Mumbai: Since late last year, many telcos around the world are offering eSIM options to their subscribers along with physical SIM. However, this new eSIM (embedded SIM) technology is currently supported by some of the high-end smartphone models. That includes Apple (iPhone 13 Pro Max, iPhone 13 Pro, iPhone 13, and iPhone 13 mini), Samsung (Galaxy S20, S21, Fold and Z Flip), Google (latest Pixel models) and Huawei (P40 and Mate 40 Pro).
For Apple, however, the new eSIM technology has sort of becoming a contentious issue after rumoured that Apple plans for eSIM only iPhone.
As there’s growing speculation in the media that Apple will go all out for eSIM only iPhone during the upcoming launch in September this year iPhone ditching the traditional or physical SIM.
One analyst has tried to dissect Apple’s approach and truth from those rumours keeping in view the large perspective of the telcos.
According to GlobalData’s Technology Service Director, Emma Mohr-McClune, an eSIM-only iPhone was always a question of ‘when’, not ‘if’—but, so far, there has been insufficient consideration as to ‘how’.
“We don’t believe that Apple will take the ‘big bang’ approach—getting rid of existing systems and transferring all users to eSIMs,” said Emma.
“But rather launch an eSIM-only variant of its upcoming new model—retaining the dual eSIM-plus-physical SIM slot model for the mass market and its key carrier channel,” added Emma.

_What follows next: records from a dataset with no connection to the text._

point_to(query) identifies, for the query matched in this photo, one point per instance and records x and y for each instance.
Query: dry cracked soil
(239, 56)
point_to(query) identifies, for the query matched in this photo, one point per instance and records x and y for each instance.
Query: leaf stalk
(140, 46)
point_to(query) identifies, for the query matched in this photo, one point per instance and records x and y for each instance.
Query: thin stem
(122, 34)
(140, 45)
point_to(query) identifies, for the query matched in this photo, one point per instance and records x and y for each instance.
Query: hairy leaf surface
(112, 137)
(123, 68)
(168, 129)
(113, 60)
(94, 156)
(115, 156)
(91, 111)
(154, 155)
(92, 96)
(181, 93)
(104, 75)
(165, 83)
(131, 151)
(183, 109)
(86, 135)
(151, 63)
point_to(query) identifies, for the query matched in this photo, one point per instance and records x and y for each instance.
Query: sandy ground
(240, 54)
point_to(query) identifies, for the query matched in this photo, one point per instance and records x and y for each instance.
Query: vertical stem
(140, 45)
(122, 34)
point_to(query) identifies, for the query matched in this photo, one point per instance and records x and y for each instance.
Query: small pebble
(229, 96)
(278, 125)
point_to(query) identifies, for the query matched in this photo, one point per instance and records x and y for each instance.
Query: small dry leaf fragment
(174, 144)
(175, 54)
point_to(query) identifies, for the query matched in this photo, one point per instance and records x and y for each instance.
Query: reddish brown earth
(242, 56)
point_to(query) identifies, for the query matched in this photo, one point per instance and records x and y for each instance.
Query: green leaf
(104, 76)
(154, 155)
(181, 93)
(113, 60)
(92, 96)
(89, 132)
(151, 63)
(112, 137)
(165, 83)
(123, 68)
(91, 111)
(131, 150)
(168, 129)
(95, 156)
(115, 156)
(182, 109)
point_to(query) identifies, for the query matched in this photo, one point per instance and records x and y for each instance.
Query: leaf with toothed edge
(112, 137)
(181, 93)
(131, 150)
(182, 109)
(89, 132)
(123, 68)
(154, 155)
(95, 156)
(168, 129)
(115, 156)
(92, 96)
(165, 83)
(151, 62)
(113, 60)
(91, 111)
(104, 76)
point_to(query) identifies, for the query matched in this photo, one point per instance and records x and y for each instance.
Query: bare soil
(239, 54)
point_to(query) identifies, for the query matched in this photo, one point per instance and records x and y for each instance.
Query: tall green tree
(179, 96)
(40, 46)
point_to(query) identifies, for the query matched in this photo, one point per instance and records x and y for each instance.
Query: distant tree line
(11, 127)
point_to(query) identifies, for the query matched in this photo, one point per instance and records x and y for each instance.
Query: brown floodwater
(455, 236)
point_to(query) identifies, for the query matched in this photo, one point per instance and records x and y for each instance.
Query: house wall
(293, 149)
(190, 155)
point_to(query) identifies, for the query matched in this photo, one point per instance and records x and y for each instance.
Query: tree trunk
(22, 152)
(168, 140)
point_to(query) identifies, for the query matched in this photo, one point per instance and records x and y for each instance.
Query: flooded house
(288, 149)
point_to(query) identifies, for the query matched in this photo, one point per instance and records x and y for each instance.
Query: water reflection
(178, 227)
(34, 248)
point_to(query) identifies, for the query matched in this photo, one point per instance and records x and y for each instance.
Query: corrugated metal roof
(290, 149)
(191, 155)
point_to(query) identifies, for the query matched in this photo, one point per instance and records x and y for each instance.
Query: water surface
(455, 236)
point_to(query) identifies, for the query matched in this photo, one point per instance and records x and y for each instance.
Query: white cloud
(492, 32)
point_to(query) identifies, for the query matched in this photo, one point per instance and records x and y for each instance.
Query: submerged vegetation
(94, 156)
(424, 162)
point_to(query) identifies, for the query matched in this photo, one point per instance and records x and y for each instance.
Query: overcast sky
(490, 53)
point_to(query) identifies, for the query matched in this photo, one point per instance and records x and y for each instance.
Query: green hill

From the telcos perspective, Emma even pointed out the options that telecom companies will have on their table. “We believe telecom companies will be given the choice of whether to stock and sell a new eSIM-only iPhone variation alongside more cellular business-friendly dual eSIM/physical SIM support models,” opined Emma.
Interestingly, Emma shared a possible scenario that Apple is likely looking at. “We think it’s likely that the primary focus of this theoretical eSIM-only iPhone will be the Apple channel,” she observed.
“Apple will provide this model with ‘wireless data connectivity inside’ together with one or more connectivity partners—much in the same way it positions 4G and 5G connectivity for the iPad today,” explained Emma.
She also pointed out that Apple may come up with a VAS ( value-added service).”Apple may also consider a VAS digital service shakeup, aligning Apple-sourced connectivity with certain Apple-branded digital services for a more attractive overall proposition.”
However, Emma has some words of caution for telcos against such eventuality and elaborated on how they can prepare for it. “Telcos need to prepare carefully for such an eventuality,” she said.
“Boosting their own internal eSIM support tools, general marketing and support readiness, as well as improving their own eSIM onboarding and anticipating aggressor eSIM-support ‘test pilot’ promotion,” explained Emma.
Emma cited T-Mobile and Verizon’s Visible in the US as examples of how some telcos are addressing and dealing with eSIM technology.